Wife to a police constable, the couple lived in Dindikal, Tamil Nadu. By the age of 18, Ambika became a mother of two daughters- Aigan and Niharika. When she told her husband of her desire to become an IPS officer, he listened patiently and asked her to do whatever was required to pursue her dream. It was this unconditional encouragement by the husband, and it continued for several years, that made the uphill journey worthwhile.
Crossing the Hurdles, One at a Time
N Ambika’s journey had begun. The first hurdle was securing Secondary School Level Certificate (SSLC), equivalent to Class 10 certificate- which she did not have. She gave an external exam and got one. In the same fashion, she obtained a degree. Civil services, though, was a much bigger goalpost; and she knew she was still quite far from it.
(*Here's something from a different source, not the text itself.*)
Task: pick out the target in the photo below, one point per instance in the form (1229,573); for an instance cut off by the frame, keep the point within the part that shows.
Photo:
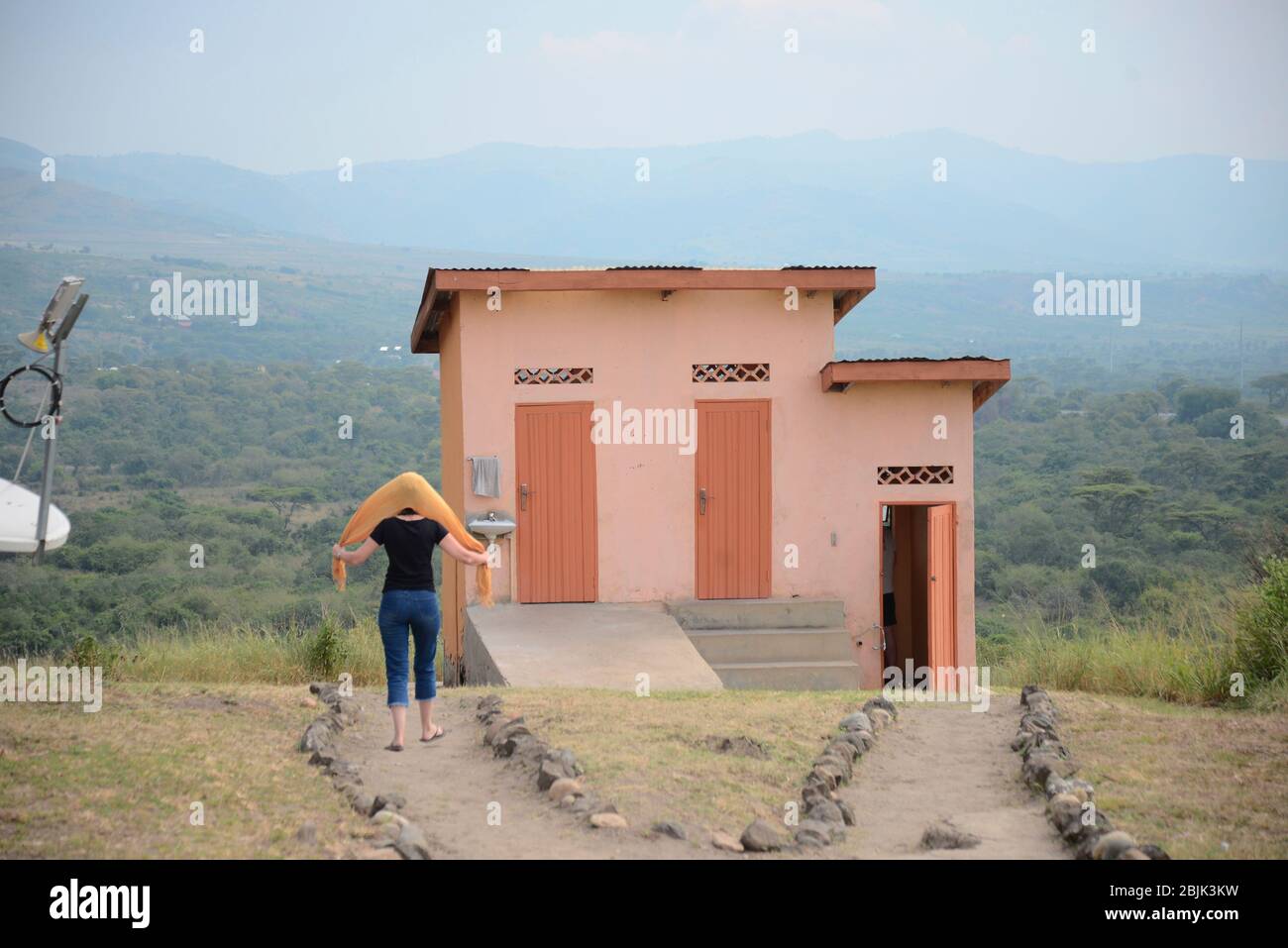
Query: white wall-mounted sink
(489,527)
N Ambika then made another request to her husband, that she would like to move over to Chennai and join a UPSC coaching class. The husband’s encouragement was unwavering. Once in Chennai, she got down seriously in her pursuit. She knew it was not a child’s play, and the gatekeepers of the hollowed UPSC would mercilessly check out the levels of her determination.
The first time Ambika attempted UPSC, she failed. Second time too she failed. And then again she failed, for the third time. Three consecutive failures. It was obvious the gate-keepers had turned their back on this woman candidate. Only, they had not gauged the strength and intensity of her determination.
After the third failure, Ambika’s husband too started faltering. He urged her to come back in the family mould; already he was feeling the financial pinch of ensuring her stay and coaching in Chennai. She requested him for one more try, the final try, and he agreed.
Crossing the Final Frontier
Fortune favours the brave, so declared the old Latin phrase- attributed to Pliny the Elder when he took out a fleet to investigate the eruption of Mt Vesuvius two thousand years ago, in AD79. In today’s context, it might well have been written for N Ambika, who embarked on a journey as perilous as Pliny’s. But the similarity ends here. Pliny died during the expedition, while Ambika cleared the UPSC in her fourth attempt. The year was 2008.
N Ambika, the gritty woman who broke not one but several glass-ceilings to reach her goal, is now the DCP (North) in Mumbai Police. More power to her.